In a paper published in Proceedings of the National Academy of Sciences, Nate Breznau and colleagues outline an intriguing study where teams of social scientists tested the same hypothesis using the same data, but got radically different results. Here’s how it worked.

Seventy-three teams of social scientists were invited to take part. The aim of the study was to gauge the extent to which idiosyncratic decisions by researchers influence the results of their statistical analyses. All teams were given the same data and asked to test the same hypothesis, namely “that greater immigration reduces support for social policies among the public”.

After analysing the data, each team submitted their results, along with details of the models they had run. The researchers behind the study examined all the models and identified 107 different analytical decisions. These comprised things like which variables were included, which type of model was used and whether any data were excluded.

They then performed their own analysis to see whether variation in teams’ results could be explained by the analytical decisions they had made. Did teams that included the same variables get similar results? Did teams that used the same type of models get similar results? Etcetera.

First things first, though. How similar were teams’ results overall? Did most of them find support for the hypothesis “that greater immigration reduces support for social policies among the public”?

The answer is shown in the chart below. Each coloured dash represents a different statistical estimate submitted by one of the teams. (There are more than 73 because some teams submitted more than one.) The horizontal axis ranks the estimates from smallest to largest. The vertical axis indicates their exact size and whether they are positive or negative.

Teams’ results ranged from large and negative to large and positive.

As you can see, teams’ results were highly dissimilar. Some submitted moderately large negative effects (shown in yellow); some submitted null results (shown in grey); and some submitted moderately large positive effects (shown in purple).

In other words, there was absolutely no consensus as to whether greater immigration reduces support for social policies. Some teams found that it does; others found that it doesn’t; and still others reported mixed results. This was despite the fact that all teams had exactly the same data.

Were Breznau and colleagues able to explain variation in teams’ results with reference to the analytical decisions they made?

The answer is shown in the chart below. Each of the four bars represents a different way of measuring the variation in teams’ results. Colours represent different explanatory factors – analytical decisions are shown in green. (Breznau and colleagues also checked to see whether things like researcher characteristics mattered.)

As you can see, the vast majority of variation in teams’ results went unexplained. When you think about it, this is a remarkable finding. Social scientists tested the same hypothesis using the same data, and got radically different results. Yet the analytical decisions they made don’t seem to explain why they got such different results.

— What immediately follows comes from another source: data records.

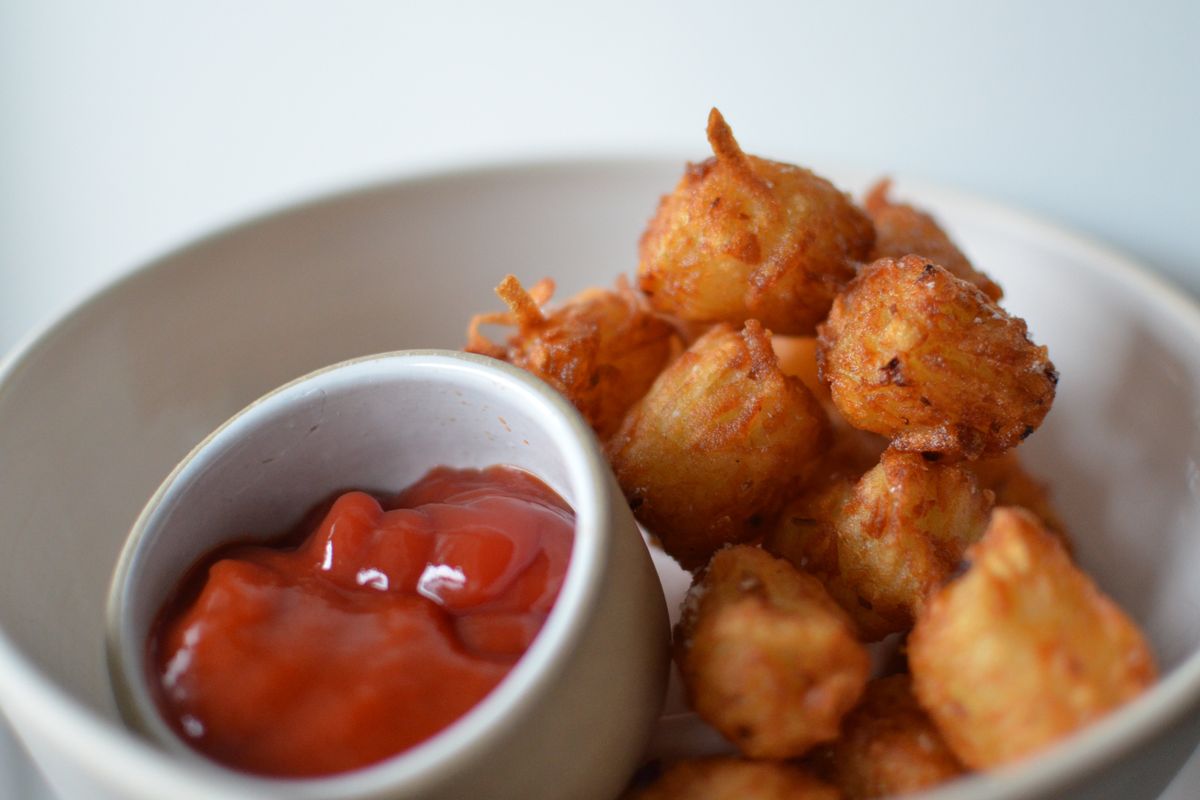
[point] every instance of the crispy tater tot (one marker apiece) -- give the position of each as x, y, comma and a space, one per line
807, 536
882, 545
718, 444
601, 349
798, 356
915, 354
1013, 486
1023, 649
767, 657
724, 777
903, 230
889, 746
745, 238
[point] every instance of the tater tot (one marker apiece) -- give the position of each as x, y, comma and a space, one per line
718, 444
766, 655
889, 746
745, 238
1023, 649
735, 779
915, 354
807, 536
601, 349
882, 545
903, 230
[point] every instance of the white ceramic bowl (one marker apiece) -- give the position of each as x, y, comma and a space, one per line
378, 423
96, 409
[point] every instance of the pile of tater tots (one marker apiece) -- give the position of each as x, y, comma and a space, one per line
814, 405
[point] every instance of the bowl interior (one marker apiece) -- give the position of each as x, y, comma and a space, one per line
97, 410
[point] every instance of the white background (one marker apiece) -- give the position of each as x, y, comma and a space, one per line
129, 127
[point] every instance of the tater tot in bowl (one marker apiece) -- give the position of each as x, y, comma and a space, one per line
96, 409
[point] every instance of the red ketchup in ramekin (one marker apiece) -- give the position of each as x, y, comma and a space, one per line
379, 630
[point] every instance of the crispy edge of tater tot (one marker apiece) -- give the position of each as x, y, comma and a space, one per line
721, 409
903, 229
1023, 649
888, 745
767, 656
923, 358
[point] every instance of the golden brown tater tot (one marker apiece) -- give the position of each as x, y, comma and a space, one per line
601, 349
903, 230
915, 354
882, 545
1023, 649
889, 746
717, 445
745, 238
767, 657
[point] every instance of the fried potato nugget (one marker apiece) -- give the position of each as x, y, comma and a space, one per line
1023, 649
718, 444
735, 779
915, 354
807, 536
882, 545
601, 349
903, 230
767, 657
747, 238
889, 746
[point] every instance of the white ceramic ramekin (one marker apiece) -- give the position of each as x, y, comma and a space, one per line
571, 719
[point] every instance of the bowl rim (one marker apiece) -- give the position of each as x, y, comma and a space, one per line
91, 740
525, 685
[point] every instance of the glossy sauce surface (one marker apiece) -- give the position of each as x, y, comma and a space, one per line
379, 630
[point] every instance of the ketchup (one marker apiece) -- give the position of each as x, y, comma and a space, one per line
378, 631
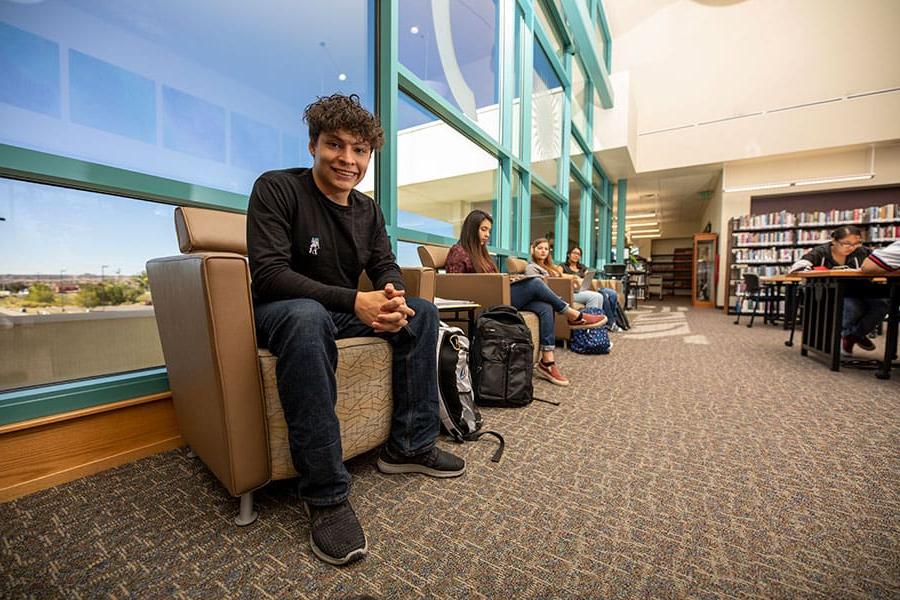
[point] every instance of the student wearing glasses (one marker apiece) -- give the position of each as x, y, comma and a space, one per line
863, 310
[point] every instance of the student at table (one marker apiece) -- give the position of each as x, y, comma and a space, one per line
883, 260
574, 266
862, 309
542, 265
470, 255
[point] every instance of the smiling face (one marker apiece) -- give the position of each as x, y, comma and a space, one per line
846, 245
541, 251
340, 160
484, 232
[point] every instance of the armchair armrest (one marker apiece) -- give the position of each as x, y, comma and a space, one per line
562, 287
418, 281
486, 289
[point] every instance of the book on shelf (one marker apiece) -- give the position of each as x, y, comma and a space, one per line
768, 244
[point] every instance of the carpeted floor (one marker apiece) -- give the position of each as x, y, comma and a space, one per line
699, 459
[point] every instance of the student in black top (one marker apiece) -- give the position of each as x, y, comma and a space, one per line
310, 235
862, 309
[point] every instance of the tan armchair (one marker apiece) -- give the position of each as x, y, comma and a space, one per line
223, 386
486, 289
561, 286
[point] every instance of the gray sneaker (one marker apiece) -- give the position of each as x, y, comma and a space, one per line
335, 533
435, 462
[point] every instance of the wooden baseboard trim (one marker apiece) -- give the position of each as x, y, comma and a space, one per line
67, 447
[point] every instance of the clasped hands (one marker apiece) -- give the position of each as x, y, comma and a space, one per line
385, 310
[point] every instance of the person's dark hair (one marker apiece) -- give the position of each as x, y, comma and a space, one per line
338, 112
569, 254
547, 263
845, 230
471, 243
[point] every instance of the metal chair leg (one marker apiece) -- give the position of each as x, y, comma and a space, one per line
247, 515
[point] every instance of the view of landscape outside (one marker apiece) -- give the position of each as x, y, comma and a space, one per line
74, 297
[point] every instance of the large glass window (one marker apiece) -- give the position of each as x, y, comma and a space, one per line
74, 299
202, 92
546, 119
580, 105
575, 191
544, 19
600, 41
595, 230
577, 154
515, 209
453, 48
521, 32
441, 174
543, 216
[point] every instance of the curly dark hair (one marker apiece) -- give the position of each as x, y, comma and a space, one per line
335, 112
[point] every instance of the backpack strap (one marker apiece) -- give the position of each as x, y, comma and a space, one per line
499, 453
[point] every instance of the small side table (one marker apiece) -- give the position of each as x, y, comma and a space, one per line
453, 311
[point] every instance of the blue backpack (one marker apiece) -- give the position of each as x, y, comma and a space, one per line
591, 341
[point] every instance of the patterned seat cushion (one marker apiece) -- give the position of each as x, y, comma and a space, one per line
363, 407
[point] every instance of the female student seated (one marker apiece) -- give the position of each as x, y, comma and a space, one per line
542, 265
573, 266
470, 255
862, 311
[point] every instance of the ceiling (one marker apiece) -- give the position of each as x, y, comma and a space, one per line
678, 197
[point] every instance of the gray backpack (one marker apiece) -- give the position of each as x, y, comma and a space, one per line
460, 417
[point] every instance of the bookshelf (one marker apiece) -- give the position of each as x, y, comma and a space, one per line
675, 270
683, 262
769, 244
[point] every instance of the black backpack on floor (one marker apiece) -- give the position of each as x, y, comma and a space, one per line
459, 415
502, 358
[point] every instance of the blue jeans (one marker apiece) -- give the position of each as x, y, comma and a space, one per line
605, 299
862, 314
590, 299
610, 302
534, 295
302, 334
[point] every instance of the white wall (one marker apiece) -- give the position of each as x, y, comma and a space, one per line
692, 62
728, 205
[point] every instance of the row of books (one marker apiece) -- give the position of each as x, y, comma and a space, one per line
783, 219
779, 219
769, 238
890, 212
884, 232
761, 270
769, 255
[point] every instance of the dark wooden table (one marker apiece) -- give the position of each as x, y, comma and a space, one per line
823, 295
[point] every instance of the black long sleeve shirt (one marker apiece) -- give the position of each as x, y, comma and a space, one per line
303, 245
820, 256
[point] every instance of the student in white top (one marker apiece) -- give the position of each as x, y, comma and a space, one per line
541, 264
883, 260
863, 308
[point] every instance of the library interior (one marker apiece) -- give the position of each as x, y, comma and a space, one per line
449, 298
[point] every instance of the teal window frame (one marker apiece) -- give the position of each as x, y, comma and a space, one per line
391, 78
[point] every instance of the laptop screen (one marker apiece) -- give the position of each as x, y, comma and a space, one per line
614, 269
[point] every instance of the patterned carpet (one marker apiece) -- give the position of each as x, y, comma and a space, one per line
699, 459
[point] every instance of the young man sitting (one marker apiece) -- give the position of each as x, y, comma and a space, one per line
310, 235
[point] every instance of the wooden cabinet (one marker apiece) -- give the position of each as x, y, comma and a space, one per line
703, 270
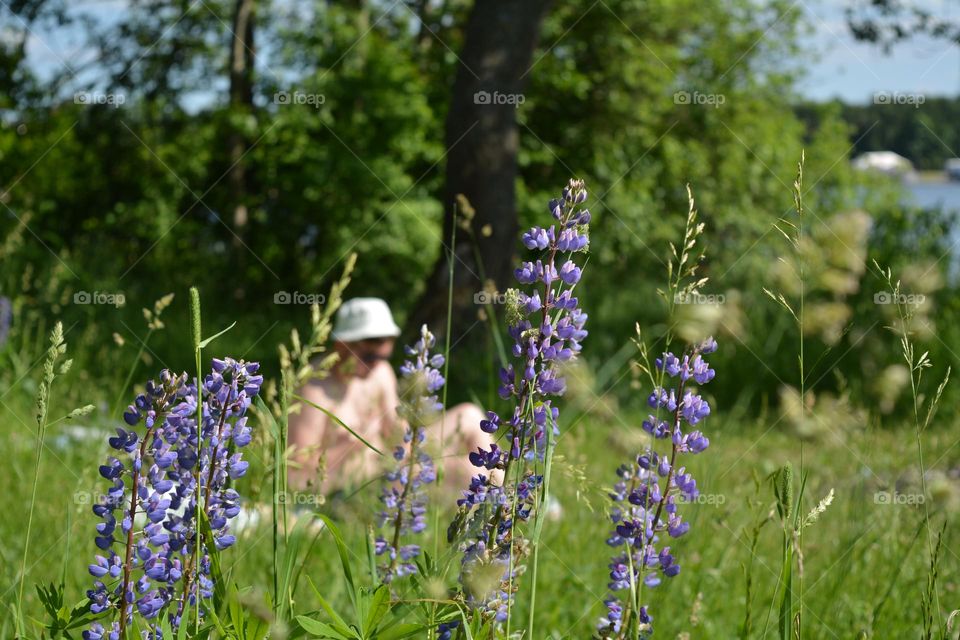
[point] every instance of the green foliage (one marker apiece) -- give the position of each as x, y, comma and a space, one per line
373, 616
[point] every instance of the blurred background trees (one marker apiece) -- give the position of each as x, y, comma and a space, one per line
248, 146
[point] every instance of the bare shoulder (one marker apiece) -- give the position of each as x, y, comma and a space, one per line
323, 391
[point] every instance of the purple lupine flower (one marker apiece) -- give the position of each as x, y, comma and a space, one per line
648, 493
403, 495
547, 327
6, 318
149, 568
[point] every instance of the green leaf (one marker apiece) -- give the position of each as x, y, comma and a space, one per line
405, 630
379, 607
321, 629
206, 341
340, 622
344, 557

What else could explain it? Here’s a quote from the paper:

Researchers must make analytical decisions so minute that they often do not even register as decisions. Instead, they go unnoticed as nondeliberate actions following ostensibly standard operating procedures. Our study shows that, when taken as a whole, these hundreds of decisions combine to be far from trivial.

Social scientists have plenty of reasons to feel humble. Breznau and colleagues just gave them one more.

Stop Press: Breznau and colleagues’ paper has been criticised for overstating the variation in teams’ results. Maya Mathur and colleagues point out that 90% of the standardised effect sizes were between –0.037 and 0.037, suggesting a consensus of little or no effect.